The study, published in the Journal of Public Health, found that most households lost £12 per week as a result of having one spare room, while some lost £22 per week for having two. One of the first things cut back to deal with the loss was food budgets; parents reported skipping meals to provide for their children and others described subsisting on sausage rolls or tins of soup.

One service provider said: “We had a gentleman come to us quite early on … he'd lost £15 a week. Our tutor sat with him and said, ‘Come on, let's have a look at your household budget and we'll see where we can make some savings.’ We honestly went through it with a fine-tooth comb; the gentleman didn't smoke, he didn't drink, he had a basic TV, no broadband, nothing like that, basic pay-as-you-go mobile phone. After all of his essentials, his bills and things had gone out, he was actually left with, I think, £6 a week for food and for travel. How he could have made any savings out of that I do not know.

“Obviously they're going to slip into arrears; it's very, very difficult, because as well as losing that £15 they've got to try to find it from somewhere else. If you've got £6 a week, how do you save £15 a week?”

Participants also reported cutting back on heating, lighting, and cooking to save on utility bills. This exacerbated existing health conditions of several tenants.

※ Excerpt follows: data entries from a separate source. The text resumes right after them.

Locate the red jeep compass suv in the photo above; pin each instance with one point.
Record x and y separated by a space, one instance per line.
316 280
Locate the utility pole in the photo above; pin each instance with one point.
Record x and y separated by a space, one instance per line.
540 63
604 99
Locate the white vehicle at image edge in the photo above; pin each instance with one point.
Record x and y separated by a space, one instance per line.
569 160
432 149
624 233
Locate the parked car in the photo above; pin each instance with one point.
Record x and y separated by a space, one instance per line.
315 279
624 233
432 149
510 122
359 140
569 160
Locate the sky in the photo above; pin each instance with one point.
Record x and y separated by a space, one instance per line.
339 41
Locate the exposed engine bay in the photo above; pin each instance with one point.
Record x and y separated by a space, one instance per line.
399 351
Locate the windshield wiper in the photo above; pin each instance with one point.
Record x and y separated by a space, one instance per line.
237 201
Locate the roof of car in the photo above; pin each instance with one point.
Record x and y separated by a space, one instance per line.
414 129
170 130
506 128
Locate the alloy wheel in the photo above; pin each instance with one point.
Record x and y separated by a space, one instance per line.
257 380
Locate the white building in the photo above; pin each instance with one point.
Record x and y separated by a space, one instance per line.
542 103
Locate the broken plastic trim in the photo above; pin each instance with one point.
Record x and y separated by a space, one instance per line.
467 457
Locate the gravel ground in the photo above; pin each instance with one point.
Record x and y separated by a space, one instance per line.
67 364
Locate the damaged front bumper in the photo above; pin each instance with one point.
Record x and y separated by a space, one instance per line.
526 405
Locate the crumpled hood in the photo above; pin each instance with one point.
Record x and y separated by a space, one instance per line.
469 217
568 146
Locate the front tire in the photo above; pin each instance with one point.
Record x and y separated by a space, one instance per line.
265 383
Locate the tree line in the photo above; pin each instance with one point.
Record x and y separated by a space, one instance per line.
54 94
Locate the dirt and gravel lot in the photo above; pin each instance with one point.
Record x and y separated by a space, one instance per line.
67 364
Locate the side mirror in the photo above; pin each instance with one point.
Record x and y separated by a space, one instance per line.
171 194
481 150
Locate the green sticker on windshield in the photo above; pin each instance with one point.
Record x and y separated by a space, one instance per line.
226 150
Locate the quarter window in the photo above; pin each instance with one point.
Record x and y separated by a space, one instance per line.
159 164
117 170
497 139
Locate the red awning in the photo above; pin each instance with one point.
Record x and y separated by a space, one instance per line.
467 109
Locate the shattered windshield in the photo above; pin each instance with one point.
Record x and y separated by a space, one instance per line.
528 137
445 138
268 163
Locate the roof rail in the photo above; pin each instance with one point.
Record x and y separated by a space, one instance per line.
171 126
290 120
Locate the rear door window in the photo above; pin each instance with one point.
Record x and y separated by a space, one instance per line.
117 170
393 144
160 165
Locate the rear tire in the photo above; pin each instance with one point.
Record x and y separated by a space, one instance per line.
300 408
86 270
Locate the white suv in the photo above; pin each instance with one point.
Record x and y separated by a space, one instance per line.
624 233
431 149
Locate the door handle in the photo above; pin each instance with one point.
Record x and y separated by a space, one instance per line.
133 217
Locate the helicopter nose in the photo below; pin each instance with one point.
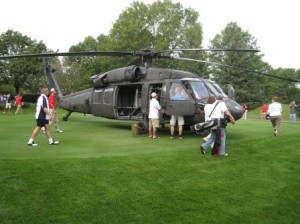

One participant described catching pneumonia twice and spending 10 days in hospital. She said the cause of her ill-health was not turning on the heating during the cold weather as she couldn’t afford to pay the bill.

The removal of the spare room subsidy has also had a detrimental effect on the mental health and wellbeing of tenants.

The study states: “Worries about potential re-location, not being able to provide healthy food for themselves or their children, living in inadequately heated homes and spiralling rent arrears contributed to mental health problems.

“All participants reported feelings of stress, many recounted symptoms of anxiety and depression, and service providers observed that these were widespread throughout the community.

“Stress, anxiety and depression were mingled with a sense of hopelessness verging on desperation when people recounted how dealing with the bedroom tax had left them feeling.”

As well as mental health problems attributed to the stresses of trying to find the additional money, a number of participants linked the financial demands of the tax to sleep problems and physical health problems.

One participant said: “I felt some of the darkest days of my life took place the last few months. I mean it's just terrible … people just don't realise.”

Another said that the stress caused a heart attack, while yet another can’t sleep through the night due to worrying about bills and money.

She said: “I've been known to wake up at 4am or even sometimes 2am and it's everything: bills, money, house. I can be sitting reading, trying to read to try and knock myself back to sleep and there are some times when I just can't go back over, so sometimes I'm up from four o'clock in the morning. It does have a knock-on effect because then you feel knackered for the rest of the day, and if you've woken up with that kind of feeling in your head and in yourself you just – I had a tendency just to sit in the corner in the chair.”

The study concludes that the bedroom tax should be revoked due to the negative impact it has on health and wellbeing.

It says: “The bedroom tax negatively affected individuals, families and communities.”

Adding: “As well as experiencing the shame of poverty with its injurious effects on self-esteem and self-worth, we documented extreme levels of anxiety, stress, fear and hopelessness, which, amongst other adults living in poverty in the UK, has been found to threaten the bond between individuals and their social environment.”

When asked by the Guardian, the Department for Work and Pensions (DWP) declined to say whether it still considered its initial assumption that the policy would have no adverse health effects to be robust in the light of the Newcastle study.

In a brief statement it said: “This research cannot possibly isolate the effects of the removal of the spare room subsidy to individual circumstances.”